Пробежал недавно слушок: чиновникам запретили учить детей за границей, а кто учит — велели вернуть. Тёмная история. Было и опровержение самого высокого уровня: не запрещали-де, это ошибка. Но похоже — запрещали, но довести до результата — смогли только в отношении чиновников невеликого ранга. Директор школы, где учится моя дочка, подумывал отправить сына в Венский университет, но сказал, что теперь им, госслужащим, это не велят. Впрочем, и отец, и сын легко смирились: не велят — так не велят, не больно-то хотелось.

ЗАЧЕМ?

А вот высшие и властные — похоже, не смирились и привычки менять не собираются: у них по-прежнему в обычае учить детей за границей. В Англии, главным образом. Третье сословие тоже старается, подтягивается. Бизнесмены средней руки, мои знакомые, тоже норовят дать отпрыскам «импортное» образование.

Зачем?

Чтобы потом работать? Где? Очевидно, там. Потому что ребёнок, воспитанный за границей, неизбежно впитает тамошние «язык и нравы». Нашу жизнь он знать не будет и ориентироваться в ней тоже будет с трудом, да и не захочет он ориентироваться, зачем ему себя ломать? 

Разговоры о том, что он освоит там что-то такое передовое, просветится западной мудростью и будет её тут применять на пользу нашего богоспасаемого отечества, — это уж, простите, маниловщина.

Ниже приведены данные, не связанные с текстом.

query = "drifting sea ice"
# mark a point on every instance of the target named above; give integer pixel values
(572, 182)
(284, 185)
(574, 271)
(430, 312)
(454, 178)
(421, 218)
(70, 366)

Кстати, я заметила: премногие изучают за границей юриспруденцию. А эта профессия совсем не космополитическая, а самая что ни наесть «почвенная», привязанная к праву своей страны. А они учат даже право иной правовой системы, вроде британского.

Делать бизнес за границей? Реальный бизнес за границей нашим не удаётся: там своим-то места мало.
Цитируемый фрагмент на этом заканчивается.